Prerequisite steps to prepare ruby to build your packages are:
gem install bundler
bundle install
The bundle install
will install any Ruby library dependencies that are used
in building packages.
Now build an rpm:
make rpm
Or:
make deb
Installing it (via packages only)
If you don't use rpm or deb make targets as above, you can skip this section.
Packages install to /opt/logstash-forwarder
.
There are no run-time dependencies.
Running it
Generally:
logstash-forwarder -config logstash-forwarder.conf
See logstash-forwarder -help
for all the flags.

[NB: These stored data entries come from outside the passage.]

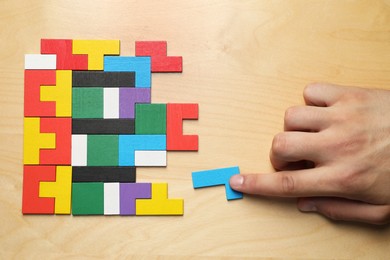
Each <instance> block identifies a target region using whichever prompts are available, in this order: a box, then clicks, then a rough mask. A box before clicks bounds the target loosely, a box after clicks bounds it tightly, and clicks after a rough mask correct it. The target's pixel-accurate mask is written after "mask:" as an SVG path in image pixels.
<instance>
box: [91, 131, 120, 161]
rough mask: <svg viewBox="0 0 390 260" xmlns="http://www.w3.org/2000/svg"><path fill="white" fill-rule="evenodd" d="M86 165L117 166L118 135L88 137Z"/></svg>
mask: <svg viewBox="0 0 390 260" xmlns="http://www.w3.org/2000/svg"><path fill="white" fill-rule="evenodd" d="M87 165H88V166H118V165H119V137H118V135H88V137H87Z"/></svg>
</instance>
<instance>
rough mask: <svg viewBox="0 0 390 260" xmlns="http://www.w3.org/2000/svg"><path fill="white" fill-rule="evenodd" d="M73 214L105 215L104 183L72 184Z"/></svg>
mask: <svg viewBox="0 0 390 260" xmlns="http://www.w3.org/2000/svg"><path fill="white" fill-rule="evenodd" d="M72 214H73V215H103V214H104V183H103V182H76V183H72Z"/></svg>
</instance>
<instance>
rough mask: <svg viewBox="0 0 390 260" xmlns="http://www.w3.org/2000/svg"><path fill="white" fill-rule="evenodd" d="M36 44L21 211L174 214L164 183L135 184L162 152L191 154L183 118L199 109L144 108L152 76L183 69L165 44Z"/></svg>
mask: <svg viewBox="0 0 390 260" xmlns="http://www.w3.org/2000/svg"><path fill="white" fill-rule="evenodd" d="M119 54H120V42H119V40H67V39H66V40H62V39H42V40H41V54H27V55H26V56H25V74H24V75H25V79H24V151H23V153H24V155H23V158H24V159H23V163H24V173H23V202H22V212H23V214H71V213H72V214H73V215H183V212H184V201H183V199H170V198H168V184H167V183H137V182H136V167H145V166H146V167H154V166H166V165H167V161H166V155H167V151H197V150H198V136H197V135H184V134H183V120H186V119H194V120H196V119H198V104H152V103H151V84H152V82H151V81H152V80H151V75H152V74H151V73H154V72H182V57H172V56H167V43H166V42H163V41H154V42H150V41H143V42H136V43H135V54H136V56H134V57H124V56H119Z"/></svg>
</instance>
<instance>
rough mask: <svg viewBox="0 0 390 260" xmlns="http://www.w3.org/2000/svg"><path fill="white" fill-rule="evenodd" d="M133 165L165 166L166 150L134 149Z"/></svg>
mask: <svg viewBox="0 0 390 260" xmlns="http://www.w3.org/2000/svg"><path fill="white" fill-rule="evenodd" d="M134 164H135V166H167V151H135V154H134Z"/></svg>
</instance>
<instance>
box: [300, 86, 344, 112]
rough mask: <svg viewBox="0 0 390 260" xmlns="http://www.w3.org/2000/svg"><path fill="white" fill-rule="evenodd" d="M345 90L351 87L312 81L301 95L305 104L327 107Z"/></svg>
mask: <svg viewBox="0 0 390 260" xmlns="http://www.w3.org/2000/svg"><path fill="white" fill-rule="evenodd" d="M347 91H351V87H345V86H338V85H333V84H326V83H314V84H310V85H308V86H307V87H306V88H305V90H304V91H303V97H304V99H305V102H306V104H307V105H312V106H319V107H328V106H331V105H333V104H334V103H336V102H337V101H338V100H339V99H340V97H341V96H342V95H343V94H344V93H346V92H347Z"/></svg>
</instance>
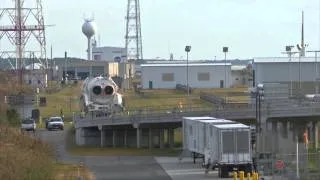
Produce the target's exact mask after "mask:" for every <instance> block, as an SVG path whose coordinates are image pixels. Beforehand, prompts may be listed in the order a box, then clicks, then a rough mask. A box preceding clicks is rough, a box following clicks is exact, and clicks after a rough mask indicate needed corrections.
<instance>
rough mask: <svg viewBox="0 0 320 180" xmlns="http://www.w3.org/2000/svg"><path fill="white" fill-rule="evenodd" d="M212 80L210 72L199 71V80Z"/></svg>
mask: <svg viewBox="0 0 320 180" xmlns="http://www.w3.org/2000/svg"><path fill="white" fill-rule="evenodd" d="M209 80H210V74H209V73H208V72H207V73H198V81H209Z"/></svg>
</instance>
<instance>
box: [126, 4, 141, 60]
mask: <svg viewBox="0 0 320 180" xmlns="http://www.w3.org/2000/svg"><path fill="white" fill-rule="evenodd" d="M125 39H126V51H127V61H136V60H139V59H143V54H142V37H141V21H140V3H139V0H128V7H127V16H126V36H125Z"/></svg>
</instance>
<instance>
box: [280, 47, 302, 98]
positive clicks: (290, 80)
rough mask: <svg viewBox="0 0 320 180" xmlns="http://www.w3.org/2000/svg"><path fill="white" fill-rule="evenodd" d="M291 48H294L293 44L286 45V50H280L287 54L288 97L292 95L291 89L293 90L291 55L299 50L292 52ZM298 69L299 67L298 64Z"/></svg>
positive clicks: (291, 60) (291, 56)
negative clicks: (289, 85) (288, 88)
mask: <svg viewBox="0 0 320 180" xmlns="http://www.w3.org/2000/svg"><path fill="white" fill-rule="evenodd" d="M292 48H294V46H292V45H288V46H286V52H282V53H283V54H288V55H289V68H288V71H289V79H290V97H292V90H293V83H292V73H291V63H292V55H294V54H298V53H300V52H292ZM299 69H300V65H299ZM299 72H300V71H299ZM299 79H300V74H299ZM299 82H300V81H299Z"/></svg>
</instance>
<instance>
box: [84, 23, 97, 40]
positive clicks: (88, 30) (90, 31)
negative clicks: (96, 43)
mask: <svg viewBox="0 0 320 180" xmlns="http://www.w3.org/2000/svg"><path fill="white" fill-rule="evenodd" d="M96 32H97V25H96V23H95V22H94V21H91V20H85V22H84V23H83V25H82V33H83V34H84V35H86V36H87V38H91V37H92V36H94V35H95V34H96Z"/></svg>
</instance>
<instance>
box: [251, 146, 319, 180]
mask: <svg viewBox="0 0 320 180" xmlns="http://www.w3.org/2000/svg"><path fill="white" fill-rule="evenodd" d="M297 162H298V163H297ZM257 170H258V171H259V174H260V177H269V178H268V179H272V180H298V179H299V180H318V179H319V177H320V153H319V152H318V153H304V154H299V153H298V156H297V154H264V155H261V156H260V159H258V160H257Z"/></svg>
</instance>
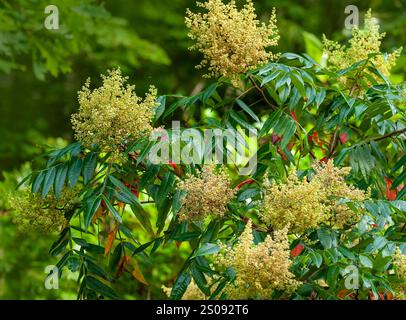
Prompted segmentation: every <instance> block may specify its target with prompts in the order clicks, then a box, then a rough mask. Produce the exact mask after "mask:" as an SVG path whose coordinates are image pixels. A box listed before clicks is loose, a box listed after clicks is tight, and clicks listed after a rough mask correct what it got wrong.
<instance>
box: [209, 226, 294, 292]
mask: <svg viewBox="0 0 406 320" xmlns="http://www.w3.org/2000/svg"><path fill="white" fill-rule="evenodd" d="M287 231H288V230H287V228H284V229H282V230H279V231H276V232H275V235H274V238H273V239H272V238H271V237H270V236H268V237H267V238H266V239H265V241H264V242H261V243H259V244H257V245H255V244H254V242H253V240H254V236H253V234H252V223H251V221H249V222H248V223H247V225H246V227H245V230H244V232H243V233H242V234H241V236H240V238H239V241H238V243H237V244H236V245H235V246H234V247H233V248H230V247H225V246H223V250H222V251H221V252H220V253H218V254H216V256H215V265H216V266H218V267H220V268H224V267H225V268H229V267H232V268H234V270H235V273H236V279H235V281H234V282H233V283H230V284H229V285H228V286H226V287H225V289H224V290H225V292H226V293H227V295H228V296H227V298H228V299H236V300H241V299H270V298H272V294H273V293H274V292H275V291H276V290H278V291H283V292H284V297H289V296H290V294H292V293H293V292H294V291H295V290H296V289H297V287H298V286H299V285H300V282H298V281H297V280H295V277H294V275H293V273H291V272H290V271H289V268H290V267H291V265H292V261H291V260H290V253H289V241H288V236H287Z"/></svg>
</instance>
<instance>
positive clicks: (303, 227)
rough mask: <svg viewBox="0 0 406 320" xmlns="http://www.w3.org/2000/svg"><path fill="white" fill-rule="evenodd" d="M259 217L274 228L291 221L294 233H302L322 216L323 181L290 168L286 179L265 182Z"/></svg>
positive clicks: (318, 221) (283, 224)
mask: <svg viewBox="0 0 406 320" xmlns="http://www.w3.org/2000/svg"><path fill="white" fill-rule="evenodd" d="M264 188H265V189H264V190H265V191H264V203H263V207H262V208H261V210H260V213H259V215H260V218H261V219H262V221H264V222H265V223H266V224H267V225H271V226H272V227H273V228H274V229H282V228H284V227H285V226H287V225H290V228H289V229H290V231H291V232H292V233H303V232H304V231H305V230H306V229H308V228H314V227H316V226H317V225H318V224H319V223H320V221H322V219H323V213H324V210H325V208H324V205H323V203H322V200H323V198H324V192H323V190H322V186H321V184H320V181H318V180H312V181H310V182H308V181H307V180H300V179H299V178H298V176H297V174H296V172H291V173H290V174H289V176H288V179H287V181H286V182H285V183H272V184H269V183H265V184H264Z"/></svg>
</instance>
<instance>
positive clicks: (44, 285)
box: [44, 265, 59, 290]
mask: <svg viewBox="0 0 406 320" xmlns="http://www.w3.org/2000/svg"><path fill="white" fill-rule="evenodd" d="M45 273H46V274H48V276H47V277H46V278H45V282H44V286H45V289H47V290H58V289H59V268H58V267H57V266H54V265H49V266H46V267H45Z"/></svg>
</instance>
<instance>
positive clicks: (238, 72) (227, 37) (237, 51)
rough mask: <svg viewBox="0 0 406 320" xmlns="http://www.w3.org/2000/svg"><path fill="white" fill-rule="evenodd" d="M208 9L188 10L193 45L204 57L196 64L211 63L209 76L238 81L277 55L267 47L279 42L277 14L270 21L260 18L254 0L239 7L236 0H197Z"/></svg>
mask: <svg viewBox="0 0 406 320" xmlns="http://www.w3.org/2000/svg"><path fill="white" fill-rule="evenodd" d="M197 5H198V6H199V7H202V8H204V9H205V10H207V13H193V12H191V11H190V10H188V11H187V17H186V25H187V27H188V28H189V29H190V33H189V37H190V38H191V39H193V40H195V41H196V43H195V45H193V46H192V47H191V49H195V50H198V51H200V52H201V53H202V54H203V55H204V59H203V61H202V62H201V64H200V65H199V66H197V68H203V67H205V66H208V70H209V73H208V74H207V75H206V76H207V77H217V76H225V77H227V78H230V79H231V80H232V82H233V84H234V85H236V86H237V85H238V79H239V74H242V73H245V72H247V71H248V70H250V69H253V68H255V67H256V66H258V65H261V64H265V63H267V62H268V61H269V60H271V59H274V58H275V57H276V56H275V55H274V54H272V53H271V52H267V48H269V47H271V46H276V45H277V44H278V40H279V35H278V30H277V27H276V14H275V10H273V12H272V15H271V18H270V21H269V24H268V25H267V24H265V23H264V22H260V21H258V19H257V15H256V14H255V8H254V5H253V3H252V1H251V0H247V1H246V4H245V5H244V7H243V8H242V9H241V10H238V8H237V6H236V3H235V1H234V0H231V1H230V2H228V3H227V4H225V3H223V1H222V0H208V1H206V2H204V3H201V2H198V3H197Z"/></svg>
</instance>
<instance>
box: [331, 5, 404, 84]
mask: <svg viewBox="0 0 406 320" xmlns="http://www.w3.org/2000/svg"><path fill="white" fill-rule="evenodd" d="M379 28H380V27H379V24H378V23H377V22H376V19H374V18H373V17H372V14H371V10H369V11H368V12H367V13H366V15H365V26H364V28H363V29H360V28H357V27H354V28H353V29H352V38H351V39H350V40H349V45H348V47H346V46H342V45H340V44H338V43H337V42H335V41H331V40H328V39H326V37H324V41H323V42H324V49H325V52H326V53H327V54H328V61H329V62H330V63H331V65H332V66H333V67H335V68H336V69H345V68H348V67H349V66H351V65H352V64H354V63H356V62H358V61H361V60H364V59H367V58H368V55H370V54H374V53H380V52H381V42H382V39H383V38H384V37H385V33H380V32H379ZM401 51H402V48H399V49H397V50H395V51H394V52H393V53H391V54H388V55H386V56H384V55H382V54H381V55H377V56H374V57H372V58H371V59H370V61H371V62H373V63H374V64H375V66H376V67H377V68H378V69H379V70H380V71H381V72H382V73H383V74H384V75H386V76H388V75H389V72H390V69H391V68H392V67H393V66H394V65H395V63H396V59H397V58H398V57H399V56H400V53H401ZM363 72H364V74H366V73H368V74H369V75H370V76H372V77H375V78H377V76H376V75H375V74H373V73H371V72H369V71H367V70H366V68H365V69H364V70H363ZM361 75H362V74H361ZM343 80H344V83H345V84H347V85H350V86H352V85H354V82H353V81H352V82H351V81H350V83H348V82H349V81H348V80H349V79H346V78H343Z"/></svg>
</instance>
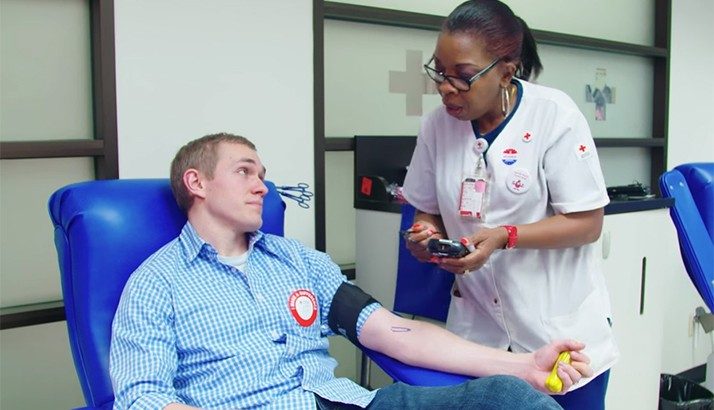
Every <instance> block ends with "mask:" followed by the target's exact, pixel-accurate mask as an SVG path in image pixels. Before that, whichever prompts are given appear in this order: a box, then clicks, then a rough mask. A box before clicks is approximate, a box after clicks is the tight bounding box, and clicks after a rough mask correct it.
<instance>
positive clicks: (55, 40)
mask: <svg viewBox="0 0 714 410" xmlns="http://www.w3.org/2000/svg"><path fill="white" fill-rule="evenodd" d="M89 21H90V18H89V3H88V1H87V0H63V1H55V0H32V1H27V0H1V1H0V83H2V87H0V107H2V108H0V141H18V140H50V139H52V140H54V139H80V138H82V139H84V138H87V139H91V138H93V131H92V129H93V126H92V87H91V78H92V75H91V57H90V55H91V53H90V29H89Z"/></svg>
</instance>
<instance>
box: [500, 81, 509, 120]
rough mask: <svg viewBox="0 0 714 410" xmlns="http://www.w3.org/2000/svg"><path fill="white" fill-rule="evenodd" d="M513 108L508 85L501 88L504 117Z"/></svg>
mask: <svg viewBox="0 0 714 410" xmlns="http://www.w3.org/2000/svg"><path fill="white" fill-rule="evenodd" d="M510 110H511V93H509V92H508V87H503V88H501V114H503V116H504V117H507V116H508V112H509V111H510Z"/></svg>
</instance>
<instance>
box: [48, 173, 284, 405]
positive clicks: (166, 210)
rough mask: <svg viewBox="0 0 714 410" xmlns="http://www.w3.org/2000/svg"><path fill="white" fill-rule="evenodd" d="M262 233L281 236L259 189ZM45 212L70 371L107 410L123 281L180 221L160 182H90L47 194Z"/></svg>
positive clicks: (163, 181) (266, 198)
mask: <svg viewBox="0 0 714 410" xmlns="http://www.w3.org/2000/svg"><path fill="white" fill-rule="evenodd" d="M266 185H268V187H269V189H270V190H269V192H268V194H267V195H266V197H265V199H264V202H263V227H262V228H261V229H262V230H263V231H264V232H268V233H273V234H276V235H283V221H284V212H285V203H284V202H283V201H282V198H281V197H280V195H279V194H278V192H277V191H276V190H275V185H274V184H272V183H271V182H266ZM49 212H50V217H51V219H52V223H53V224H54V232H55V246H56V248H57V256H58V259H59V266H60V273H61V276H62V281H61V282H62V293H63V296H64V306H65V314H66V317H67V328H68V331H69V339H70V346H71V348H72V356H73V358H74V365H75V368H76V370H77V375H78V376H79V382H80V385H81V387H82V392H83V393H84V398H85V401H86V403H87V406H88V407H87V408H89V409H111V408H112V404H113V402H114V393H113V391H112V384H111V380H110V378H109V342H110V339H111V325H112V320H113V318H114V312H115V311H116V307H117V305H118V304H119V297H120V296H121V292H122V289H124V283H125V282H126V280H127V279H128V278H129V275H130V274H131V273H132V272H133V271H134V270H135V269H136V268H137V267H138V266H139V264H141V262H143V261H144V259H146V258H147V257H148V256H149V255H151V254H152V253H153V252H154V251H156V250H157V249H159V248H160V247H161V246H163V245H164V244H166V243H167V242H169V241H170V240H172V239H174V238H175V237H176V236H178V234H179V232H180V231H181V228H182V227H183V225H184V223H185V222H186V216H185V214H184V213H183V212H182V211H181V210H180V209H179V207H178V205H177V204H176V201H175V200H174V197H173V195H172V193H171V188H170V186H169V181H168V179H124V180H103V181H90V182H82V183H77V184H72V185H68V186H66V187H64V188H61V189H59V190H58V191H57V192H55V193H54V194H52V196H51V197H50V200H49Z"/></svg>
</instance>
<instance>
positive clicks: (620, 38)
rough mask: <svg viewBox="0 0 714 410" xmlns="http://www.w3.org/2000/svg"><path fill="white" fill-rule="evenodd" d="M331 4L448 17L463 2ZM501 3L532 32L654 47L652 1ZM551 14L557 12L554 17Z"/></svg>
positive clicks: (364, 2)
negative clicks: (523, 23)
mask: <svg viewBox="0 0 714 410" xmlns="http://www.w3.org/2000/svg"><path fill="white" fill-rule="evenodd" d="M334 1H335V2H337V3H350V4H359V5H361V6H371V7H380V8H386V9H393V10H403V11H411V12H415V13H426V14H433V15H437V16H447V15H448V14H449V13H451V11H452V10H453V9H454V8H456V6H458V5H459V4H461V3H462V2H463V0H443V1H434V0H334ZM504 3H506V4H508V6H509V7H510V8H511V9H512V10H513V12H514V13H516V14H517V15H519V16H521V17H522V18H523V19H524V20H525V21H526V23H528V26H529V27H531V28H534V29H538V30H546V31H554V32H557V33H565V34H575V35H578V36H585V37H594V38H603V39H607V40H613V41H621V42H625V43H633V44H641V45H645V46H652V45H653V44H654V10H655V4H654V0H639V1H621V0H603V1H572V0H540V1H533V0H505V1H504ZM553 10H557V12H556V13H554V12H553ZM633 22H636V23H635V24H633Z"/></svg>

The -config
option is required and logstash-forwrder will not run without it.
The config file is documented further up in this file.
And also note that logstash-forwarder runs quietly when all is a-ok. If you want informational feedback, use the verbose
flag to enable log emits to stdout.
Fatal errors are always sent to stderr regardless of the -quiet
command-line option and process exits with a non-zero status.
Key points
- You'll need an SSL CA to verify the server (host) with.
- You can specify custom fields for each set of paths in the config file. Any
number of these may be specified. I use them to set fields like
type
and other custom attributes relevant to each log.
Generating an ssl certificate
Logstash supports all certificates, including self-signed certificates. To generate a certificate, you can run the following command:
$ openssl req -x509 -batch -nodes -newkey rsa:2048 -keyout logstash-forwarder.key -out logstash-forwarder.crt -days 365
This will generate a key at logstash-forwarder.key
and the 1-year valid certificate at logstash-forwarder.crt
. Both the server that is running logstash-forwarder as well as the logstash instances receiving logs will require these files on disk to verify the authenticity of messages.
Recommended file locations:
- certificates:
/etc/pki/tls/certs/logstash-forwarder/
- keys:
/etc/pki/tls/private/logstash-forwarder/
Use with logstash
In logstash, you'll want to use the lumberjack input, something like:
input {
lumberjack {
# The port to listen on
port => 12345
# The paths to your ssl cert and key
ssl_certificate => "path/to/ssl.crt"
ssl_key => "path/to/ssl.key"
# Set this to whatever you want.
type => "somelogs"
}
}
Implementation details
Below is valid as of 2012/09/19
Minimize resource usage
- Sets small resource limits (memory, open files) on start up based on the number of files being watched.
- CPU: sleeps when there is nothing to do.
- Network/CPU: sleeps if there is a network failure.
- Network: uses zlib for compression.
Secure transmission
- Uses OpenSSL to verify the server certificates (so you know who you are sending to).
- Uses OpenSSL to transport logs.
Configurable event data
- The protocol supports sending a
string:string
map.
License
See LICENSE file.